Dura mater is opened in a Y shape, with the base along the lateral sinuses and midline durotomy extended caudally. Bleedings from the dura and occipital sinus should be controlled with dural clip or circumferential sutures with the technique. Every effort should be done to avoid mono or bipolar cautery on the dura. The dural flap should be retracted upward with sutures to expose as much cerebellum as possible. The retracted dura should be left retracted upward and laterally under tension provided by retracting sutures, protected with a wet patty between the dura and the bone and a second wet patty above the dura. If a “Y” incision is done, two additional retracting sutures should be placed in the two points joining the cervical dura incision with the cerebellar dura incision, retracting the dura laterally towards the paraspinal muscles and keeping the dura under tension. Two additional long wet patties should be placed vertically under the cervical dura and under the retracting sutures, allowing to keep the cervical dura wet and avoiding blood to enter the surgical field from the extradural space at the level of the occipital foramen. Frequent moistening of these patties should be ensured by the scrub nurse. Absolute, perfect hemostasis of the extradural space and a perfectly clean operative field should be obtained before starting microsurgical dissection.

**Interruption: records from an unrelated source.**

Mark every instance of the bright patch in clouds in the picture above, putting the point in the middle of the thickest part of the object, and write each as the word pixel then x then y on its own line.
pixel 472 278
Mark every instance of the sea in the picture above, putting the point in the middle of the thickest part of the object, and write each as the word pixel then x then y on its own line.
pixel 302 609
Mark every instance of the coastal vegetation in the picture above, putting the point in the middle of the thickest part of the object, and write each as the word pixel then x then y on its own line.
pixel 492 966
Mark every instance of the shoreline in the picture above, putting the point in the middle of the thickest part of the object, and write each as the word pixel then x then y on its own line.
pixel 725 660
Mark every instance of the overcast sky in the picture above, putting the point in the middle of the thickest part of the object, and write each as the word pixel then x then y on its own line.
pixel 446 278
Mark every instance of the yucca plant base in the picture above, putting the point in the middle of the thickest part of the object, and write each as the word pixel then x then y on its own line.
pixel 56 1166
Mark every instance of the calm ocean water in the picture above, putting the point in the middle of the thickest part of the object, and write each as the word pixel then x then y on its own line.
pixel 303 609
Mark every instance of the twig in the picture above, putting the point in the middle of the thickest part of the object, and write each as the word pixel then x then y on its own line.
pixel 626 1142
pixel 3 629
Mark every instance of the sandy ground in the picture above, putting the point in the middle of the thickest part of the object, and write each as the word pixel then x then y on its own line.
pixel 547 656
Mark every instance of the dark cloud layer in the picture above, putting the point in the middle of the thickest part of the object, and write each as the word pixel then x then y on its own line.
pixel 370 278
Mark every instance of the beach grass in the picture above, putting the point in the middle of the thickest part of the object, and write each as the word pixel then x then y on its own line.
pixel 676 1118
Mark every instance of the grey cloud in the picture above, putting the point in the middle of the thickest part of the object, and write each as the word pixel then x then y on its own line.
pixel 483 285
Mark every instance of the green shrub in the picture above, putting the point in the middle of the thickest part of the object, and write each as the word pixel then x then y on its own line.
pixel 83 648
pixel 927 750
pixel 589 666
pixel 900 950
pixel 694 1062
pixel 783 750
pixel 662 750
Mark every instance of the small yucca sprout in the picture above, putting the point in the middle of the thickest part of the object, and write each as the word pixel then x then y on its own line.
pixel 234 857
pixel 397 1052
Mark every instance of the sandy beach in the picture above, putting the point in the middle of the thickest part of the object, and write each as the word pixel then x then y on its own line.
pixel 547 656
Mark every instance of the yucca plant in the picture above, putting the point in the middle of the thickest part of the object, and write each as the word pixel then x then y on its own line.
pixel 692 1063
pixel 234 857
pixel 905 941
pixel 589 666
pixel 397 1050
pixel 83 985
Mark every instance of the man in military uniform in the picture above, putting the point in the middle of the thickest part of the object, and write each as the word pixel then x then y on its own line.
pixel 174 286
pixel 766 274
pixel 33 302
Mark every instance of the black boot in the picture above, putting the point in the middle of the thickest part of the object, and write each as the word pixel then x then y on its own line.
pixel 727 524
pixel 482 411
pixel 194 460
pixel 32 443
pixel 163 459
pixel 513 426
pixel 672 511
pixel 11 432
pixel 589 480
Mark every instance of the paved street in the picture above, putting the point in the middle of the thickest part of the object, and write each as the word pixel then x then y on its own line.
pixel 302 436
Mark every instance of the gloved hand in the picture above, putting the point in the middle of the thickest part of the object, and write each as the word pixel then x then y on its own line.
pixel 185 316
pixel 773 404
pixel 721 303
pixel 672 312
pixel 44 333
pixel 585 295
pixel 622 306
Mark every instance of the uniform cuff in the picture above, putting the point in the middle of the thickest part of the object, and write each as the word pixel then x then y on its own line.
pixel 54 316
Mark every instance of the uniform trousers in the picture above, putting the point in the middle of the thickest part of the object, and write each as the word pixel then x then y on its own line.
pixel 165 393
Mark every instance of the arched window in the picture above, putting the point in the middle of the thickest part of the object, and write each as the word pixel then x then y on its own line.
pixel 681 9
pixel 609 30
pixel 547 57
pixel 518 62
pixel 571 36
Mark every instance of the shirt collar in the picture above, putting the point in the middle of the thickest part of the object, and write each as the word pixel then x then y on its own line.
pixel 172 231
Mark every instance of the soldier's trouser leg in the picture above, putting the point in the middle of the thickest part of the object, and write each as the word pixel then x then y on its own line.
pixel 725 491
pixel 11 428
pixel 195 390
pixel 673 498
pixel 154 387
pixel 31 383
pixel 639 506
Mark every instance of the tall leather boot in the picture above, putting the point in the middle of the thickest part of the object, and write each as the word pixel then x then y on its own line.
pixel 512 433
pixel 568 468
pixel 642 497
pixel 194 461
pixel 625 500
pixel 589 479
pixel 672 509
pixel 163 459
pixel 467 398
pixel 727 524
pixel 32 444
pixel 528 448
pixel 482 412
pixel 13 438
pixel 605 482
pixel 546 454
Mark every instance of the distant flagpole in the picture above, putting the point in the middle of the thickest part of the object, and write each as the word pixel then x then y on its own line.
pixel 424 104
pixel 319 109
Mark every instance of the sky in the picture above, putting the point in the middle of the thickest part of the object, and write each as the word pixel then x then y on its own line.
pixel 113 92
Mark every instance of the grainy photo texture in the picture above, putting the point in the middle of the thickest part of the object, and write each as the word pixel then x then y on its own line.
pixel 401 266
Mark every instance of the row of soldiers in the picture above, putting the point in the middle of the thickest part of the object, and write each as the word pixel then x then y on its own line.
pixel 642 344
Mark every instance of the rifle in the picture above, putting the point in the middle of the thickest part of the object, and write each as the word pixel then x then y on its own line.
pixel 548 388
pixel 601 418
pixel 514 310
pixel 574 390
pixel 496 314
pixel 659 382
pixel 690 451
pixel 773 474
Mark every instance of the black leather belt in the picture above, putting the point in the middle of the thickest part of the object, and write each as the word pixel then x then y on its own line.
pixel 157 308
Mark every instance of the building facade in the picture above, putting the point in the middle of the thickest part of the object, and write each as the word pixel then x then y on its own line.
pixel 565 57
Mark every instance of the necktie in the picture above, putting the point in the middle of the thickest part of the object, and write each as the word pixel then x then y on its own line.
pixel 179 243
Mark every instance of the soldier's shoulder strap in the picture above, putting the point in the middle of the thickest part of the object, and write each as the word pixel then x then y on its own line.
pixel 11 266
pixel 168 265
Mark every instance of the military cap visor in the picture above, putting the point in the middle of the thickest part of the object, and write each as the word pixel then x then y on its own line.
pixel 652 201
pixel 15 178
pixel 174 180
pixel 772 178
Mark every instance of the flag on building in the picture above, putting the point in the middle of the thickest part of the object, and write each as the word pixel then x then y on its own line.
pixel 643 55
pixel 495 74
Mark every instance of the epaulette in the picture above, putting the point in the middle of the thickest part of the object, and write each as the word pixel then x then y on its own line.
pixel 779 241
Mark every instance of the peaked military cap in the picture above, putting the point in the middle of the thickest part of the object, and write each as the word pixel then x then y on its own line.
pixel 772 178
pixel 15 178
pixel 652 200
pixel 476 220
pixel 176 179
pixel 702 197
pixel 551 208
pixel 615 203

16.4.3 Microsurgical Dissection
If the medulloblastoma (like in the vast majority) is located into the fourth ventricle, microsurgical dissection begins with opening of the cistern magna (Fig. 16.8). This may help in relaxing the brain, releasing CSF. Many surgeons sample the CSF from cistern magna to determine if there are malignant cells on cytology (Fig. 16.9) [19]. Usually the tumor grows underneath the vermis, progressively filling the fourth ventricle and underneath between the cerebellar tonsils: initial exposure may be facilitated by splitting the tonsils if the tumor has not already done so (Fig. 16.10). The initial goal of dissection is to find and protect the floor of the fourth ventricle. If the tumor is not adherent at the level of the obex, microsurgical dissection of the arachnoid about the vermian peg will allow for elevation of the inferior pole of the tumor and visualization of the distal floor (Fig. 16.11).